Anggota Ombudsman RI, Yeka Hendra Fatika, menjelaskan, lemahnya aspek perizinan, terutama dalam hal pendataan surat tanda daftar budidaya (STDB) dan Sertifikat Indonesian Sustainable Palm Oil (ISPO), berdampak pada menurunnya produktivitas lahan perkebunan sawit. Akibatnya, produktivitas Tandan Buah Segar (TBS) pun tidak bisa mencapai tingkat optimal.
Saat ini, rata-rata nasional produktivitas TBS di Indonesia hanya 12,8 ton per hektare. Sebagai perbandingan, perusahaan kelapa sawit di Malaysia dengan sertifikasi MSPO 95 persen pernah mencapai produktivitas sebesar 19 ton per hektare.

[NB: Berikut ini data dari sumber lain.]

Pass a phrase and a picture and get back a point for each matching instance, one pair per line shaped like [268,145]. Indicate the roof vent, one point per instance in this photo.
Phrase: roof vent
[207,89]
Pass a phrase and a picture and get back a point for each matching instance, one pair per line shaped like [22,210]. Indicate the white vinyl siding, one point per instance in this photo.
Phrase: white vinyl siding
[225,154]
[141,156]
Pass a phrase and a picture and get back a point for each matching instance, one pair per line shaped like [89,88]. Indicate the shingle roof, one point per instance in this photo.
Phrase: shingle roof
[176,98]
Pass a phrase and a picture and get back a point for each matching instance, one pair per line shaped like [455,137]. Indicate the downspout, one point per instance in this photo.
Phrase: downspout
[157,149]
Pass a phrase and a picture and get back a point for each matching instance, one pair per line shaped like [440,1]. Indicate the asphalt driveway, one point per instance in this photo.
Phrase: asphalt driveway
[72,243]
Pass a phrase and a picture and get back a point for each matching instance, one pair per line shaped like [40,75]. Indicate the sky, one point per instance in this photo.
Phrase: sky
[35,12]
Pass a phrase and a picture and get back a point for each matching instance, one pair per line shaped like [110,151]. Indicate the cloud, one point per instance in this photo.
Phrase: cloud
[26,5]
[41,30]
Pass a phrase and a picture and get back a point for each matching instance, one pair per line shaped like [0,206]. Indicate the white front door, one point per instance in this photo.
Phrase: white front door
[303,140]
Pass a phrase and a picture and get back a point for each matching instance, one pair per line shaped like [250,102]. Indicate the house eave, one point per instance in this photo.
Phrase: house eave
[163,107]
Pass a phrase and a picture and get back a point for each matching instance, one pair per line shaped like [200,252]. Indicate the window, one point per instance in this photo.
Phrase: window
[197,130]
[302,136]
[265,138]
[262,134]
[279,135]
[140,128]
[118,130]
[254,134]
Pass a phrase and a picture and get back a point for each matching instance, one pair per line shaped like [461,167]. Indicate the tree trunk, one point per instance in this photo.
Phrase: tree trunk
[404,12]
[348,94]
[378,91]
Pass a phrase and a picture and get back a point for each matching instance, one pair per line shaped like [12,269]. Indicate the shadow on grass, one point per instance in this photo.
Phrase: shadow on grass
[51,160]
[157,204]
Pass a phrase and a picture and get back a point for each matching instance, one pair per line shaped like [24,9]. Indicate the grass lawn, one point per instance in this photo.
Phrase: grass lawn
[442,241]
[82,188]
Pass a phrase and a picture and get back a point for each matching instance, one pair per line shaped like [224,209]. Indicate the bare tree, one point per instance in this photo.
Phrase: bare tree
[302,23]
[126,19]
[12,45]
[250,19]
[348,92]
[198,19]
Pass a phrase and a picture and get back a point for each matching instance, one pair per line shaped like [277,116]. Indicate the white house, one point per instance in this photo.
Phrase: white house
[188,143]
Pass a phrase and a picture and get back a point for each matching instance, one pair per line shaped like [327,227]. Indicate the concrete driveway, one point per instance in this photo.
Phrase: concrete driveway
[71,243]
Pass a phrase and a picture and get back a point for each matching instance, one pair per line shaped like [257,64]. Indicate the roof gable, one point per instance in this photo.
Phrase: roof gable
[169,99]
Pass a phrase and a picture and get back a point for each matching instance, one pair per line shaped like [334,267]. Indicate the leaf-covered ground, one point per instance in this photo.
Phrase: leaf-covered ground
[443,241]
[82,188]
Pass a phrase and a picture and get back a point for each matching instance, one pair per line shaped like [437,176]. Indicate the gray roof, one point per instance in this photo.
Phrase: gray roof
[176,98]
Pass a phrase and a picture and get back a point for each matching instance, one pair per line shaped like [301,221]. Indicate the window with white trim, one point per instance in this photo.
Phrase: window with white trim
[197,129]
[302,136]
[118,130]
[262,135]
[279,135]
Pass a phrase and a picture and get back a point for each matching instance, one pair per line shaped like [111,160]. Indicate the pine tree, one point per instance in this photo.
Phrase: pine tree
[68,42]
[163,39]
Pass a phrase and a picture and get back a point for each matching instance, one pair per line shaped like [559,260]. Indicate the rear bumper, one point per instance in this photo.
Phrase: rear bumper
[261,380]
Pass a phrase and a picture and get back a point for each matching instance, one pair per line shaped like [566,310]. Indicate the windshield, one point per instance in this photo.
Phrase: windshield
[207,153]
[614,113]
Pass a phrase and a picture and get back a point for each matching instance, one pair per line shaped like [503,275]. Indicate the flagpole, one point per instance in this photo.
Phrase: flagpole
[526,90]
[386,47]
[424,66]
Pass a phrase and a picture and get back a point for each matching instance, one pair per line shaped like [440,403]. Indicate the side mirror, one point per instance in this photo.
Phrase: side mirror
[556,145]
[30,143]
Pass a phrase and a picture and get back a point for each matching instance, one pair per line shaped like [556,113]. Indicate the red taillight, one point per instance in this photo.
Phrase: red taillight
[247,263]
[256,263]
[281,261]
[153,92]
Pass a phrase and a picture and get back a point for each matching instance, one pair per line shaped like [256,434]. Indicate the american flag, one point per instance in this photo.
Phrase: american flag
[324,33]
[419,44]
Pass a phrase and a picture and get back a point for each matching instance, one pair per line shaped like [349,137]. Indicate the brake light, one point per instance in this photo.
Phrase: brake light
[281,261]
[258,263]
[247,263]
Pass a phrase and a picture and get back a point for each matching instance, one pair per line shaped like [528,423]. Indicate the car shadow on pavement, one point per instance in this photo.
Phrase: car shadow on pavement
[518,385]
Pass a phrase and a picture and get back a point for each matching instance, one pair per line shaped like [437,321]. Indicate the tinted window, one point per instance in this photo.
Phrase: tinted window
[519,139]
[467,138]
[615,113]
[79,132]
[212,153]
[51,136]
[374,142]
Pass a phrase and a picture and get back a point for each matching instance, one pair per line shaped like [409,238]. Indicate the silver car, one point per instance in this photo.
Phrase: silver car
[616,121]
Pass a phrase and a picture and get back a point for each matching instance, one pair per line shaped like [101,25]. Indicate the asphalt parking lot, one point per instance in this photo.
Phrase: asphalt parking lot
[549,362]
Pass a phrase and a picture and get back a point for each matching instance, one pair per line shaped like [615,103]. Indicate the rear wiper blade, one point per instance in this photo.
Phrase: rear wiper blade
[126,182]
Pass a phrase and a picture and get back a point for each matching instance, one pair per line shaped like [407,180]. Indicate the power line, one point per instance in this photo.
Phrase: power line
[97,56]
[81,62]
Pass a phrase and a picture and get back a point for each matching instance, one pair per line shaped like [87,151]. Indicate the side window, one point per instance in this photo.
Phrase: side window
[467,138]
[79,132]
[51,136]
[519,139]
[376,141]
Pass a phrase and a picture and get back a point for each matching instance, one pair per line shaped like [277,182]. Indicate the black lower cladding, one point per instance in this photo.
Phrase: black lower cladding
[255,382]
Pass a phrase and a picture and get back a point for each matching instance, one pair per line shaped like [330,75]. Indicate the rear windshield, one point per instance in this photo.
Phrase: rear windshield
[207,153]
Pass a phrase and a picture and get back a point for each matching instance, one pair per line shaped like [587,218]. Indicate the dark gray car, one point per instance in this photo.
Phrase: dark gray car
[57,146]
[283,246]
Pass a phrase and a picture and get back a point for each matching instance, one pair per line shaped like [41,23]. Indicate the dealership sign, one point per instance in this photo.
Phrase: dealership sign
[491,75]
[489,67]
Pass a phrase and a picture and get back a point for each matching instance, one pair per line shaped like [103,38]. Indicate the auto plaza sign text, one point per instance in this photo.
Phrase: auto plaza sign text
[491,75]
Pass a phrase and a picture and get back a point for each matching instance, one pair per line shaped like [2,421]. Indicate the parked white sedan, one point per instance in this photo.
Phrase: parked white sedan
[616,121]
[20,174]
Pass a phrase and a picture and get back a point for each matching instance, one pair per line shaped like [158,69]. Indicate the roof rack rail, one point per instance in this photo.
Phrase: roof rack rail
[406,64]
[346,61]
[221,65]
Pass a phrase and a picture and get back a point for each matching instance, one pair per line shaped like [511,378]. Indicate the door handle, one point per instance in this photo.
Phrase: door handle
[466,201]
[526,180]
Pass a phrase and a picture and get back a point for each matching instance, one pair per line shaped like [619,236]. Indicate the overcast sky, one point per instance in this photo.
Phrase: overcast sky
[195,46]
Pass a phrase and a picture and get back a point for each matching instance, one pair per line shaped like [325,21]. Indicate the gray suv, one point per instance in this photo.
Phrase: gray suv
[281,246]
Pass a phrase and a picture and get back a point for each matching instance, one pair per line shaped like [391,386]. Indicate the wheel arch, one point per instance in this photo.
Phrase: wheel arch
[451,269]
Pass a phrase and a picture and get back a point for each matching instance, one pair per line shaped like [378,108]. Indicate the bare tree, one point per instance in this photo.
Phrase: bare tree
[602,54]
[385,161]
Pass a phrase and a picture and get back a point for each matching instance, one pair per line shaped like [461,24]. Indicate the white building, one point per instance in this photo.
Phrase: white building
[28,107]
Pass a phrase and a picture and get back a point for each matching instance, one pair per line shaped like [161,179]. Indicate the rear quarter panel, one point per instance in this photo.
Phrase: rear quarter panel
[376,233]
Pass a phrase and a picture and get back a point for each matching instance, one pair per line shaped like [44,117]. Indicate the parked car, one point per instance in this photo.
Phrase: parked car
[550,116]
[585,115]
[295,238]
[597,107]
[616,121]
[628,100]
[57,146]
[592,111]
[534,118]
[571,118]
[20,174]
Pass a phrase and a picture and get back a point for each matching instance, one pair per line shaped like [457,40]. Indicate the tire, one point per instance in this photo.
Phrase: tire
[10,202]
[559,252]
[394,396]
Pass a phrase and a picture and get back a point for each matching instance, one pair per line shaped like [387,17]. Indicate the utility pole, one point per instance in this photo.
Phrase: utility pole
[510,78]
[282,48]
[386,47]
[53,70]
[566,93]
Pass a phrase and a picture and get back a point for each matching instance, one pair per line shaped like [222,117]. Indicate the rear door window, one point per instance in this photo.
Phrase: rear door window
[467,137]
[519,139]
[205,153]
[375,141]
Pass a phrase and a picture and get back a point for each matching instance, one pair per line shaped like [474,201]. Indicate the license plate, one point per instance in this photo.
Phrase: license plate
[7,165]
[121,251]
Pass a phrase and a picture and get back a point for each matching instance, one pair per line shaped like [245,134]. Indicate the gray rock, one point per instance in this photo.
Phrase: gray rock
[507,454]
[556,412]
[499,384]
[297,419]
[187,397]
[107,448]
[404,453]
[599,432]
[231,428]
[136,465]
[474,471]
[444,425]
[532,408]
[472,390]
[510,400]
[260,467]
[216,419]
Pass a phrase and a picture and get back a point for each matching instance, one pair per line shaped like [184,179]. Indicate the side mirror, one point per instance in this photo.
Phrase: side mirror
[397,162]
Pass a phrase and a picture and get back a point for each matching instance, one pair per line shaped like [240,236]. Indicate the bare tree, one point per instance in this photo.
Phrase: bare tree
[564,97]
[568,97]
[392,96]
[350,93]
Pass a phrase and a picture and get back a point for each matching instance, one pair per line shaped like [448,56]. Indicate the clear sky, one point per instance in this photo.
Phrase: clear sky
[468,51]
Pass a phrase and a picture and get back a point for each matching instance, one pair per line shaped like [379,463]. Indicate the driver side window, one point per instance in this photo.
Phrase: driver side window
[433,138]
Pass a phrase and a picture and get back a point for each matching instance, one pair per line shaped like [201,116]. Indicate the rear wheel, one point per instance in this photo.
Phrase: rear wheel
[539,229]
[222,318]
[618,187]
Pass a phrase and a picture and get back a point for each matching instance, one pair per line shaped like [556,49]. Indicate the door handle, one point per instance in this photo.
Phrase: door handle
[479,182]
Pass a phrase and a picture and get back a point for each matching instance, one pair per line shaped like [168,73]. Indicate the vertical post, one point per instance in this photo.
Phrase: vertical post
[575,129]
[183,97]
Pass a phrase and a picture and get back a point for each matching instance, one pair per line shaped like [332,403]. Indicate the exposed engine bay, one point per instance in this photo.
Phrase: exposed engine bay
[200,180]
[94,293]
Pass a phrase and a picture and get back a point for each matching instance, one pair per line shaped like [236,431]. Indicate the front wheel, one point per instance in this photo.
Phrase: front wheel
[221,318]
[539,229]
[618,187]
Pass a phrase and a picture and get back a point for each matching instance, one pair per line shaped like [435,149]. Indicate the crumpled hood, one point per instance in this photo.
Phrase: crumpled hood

"Ada selisih produktivitas sekitar 6,2 ton per hektare TBS," katanya dalam acara Penyerahan Laporan Hasil Analisis Kajian Sistemik kepada 12 Instansi Terkait Pencegahan Maladministrasi dalam Layanan Tata Kelola Industri Kelapa Sawit, di Kantor Ombudsman RI, Senin (18/11/2024).
Selain itu, hal tersebut juga disebabkan rendahnya capaian Peremajaan Sawit Rakyat (PSR). Dalam perhitungannya, setiap selisih produksi sebesar 6,2 ton per hektare pada kebun sawit rakyat (6,94 juta ha) dengan harga TBS Rp 3.000 per kilogram, berpotensi menyebabkan kerugian sebesar Rp111,6 triliun per tahun bagi perkebunan kelapa sawit rakyat.
"Produktivitas lahan perkebunan kelapa sawit juga dapat disebabkan praktik perkebunan yang tidak memenuhi standar ISPO," katanya.
Sebagai informasi, pendataan Surat Tanda Daftar Budidaya (STDB) dalam industri ini baru mencapai 1,54 persen dari 2,5 juta pekebun sawit rakyat. Sementara itu, sertifikasi Indonesian Sustainable Palm Oil (ISPO) juga masih sangat rendah, dengan hanya 35,67 persen dari total luas lahan perkebunan yang mencapai 16,38 juta hektare yang telah memperoleh sertifikat ISPO. "Termasuk di dalamnya ISPO untuk pekebun rakyat sebesar 0,86 persen dari luas lahan perkebunan sawit rakyat 6,94 juta hektare lahan perkebunan sawit rakyat," katanya.
Selanjutnya, soal perizinan ini juga ditemukan adanya ketidakpastian layanan Persetujuan Teknis (Pertek) Pemanfaatan Air Limbah Pabrik Kelapa Sawit untuk aplikasi ke lahan atau disebut land application - limbah cair pabrik kelapa sawit (LA-LCPKS). Hal tersebut disebabkan tidak adanya pedoman penyusunan Kajian Teknis LA-LCPKS bagi pelaku usaha, terutama mengenai baku mutu air dan ambang batas emisi yang harus dipenuhi.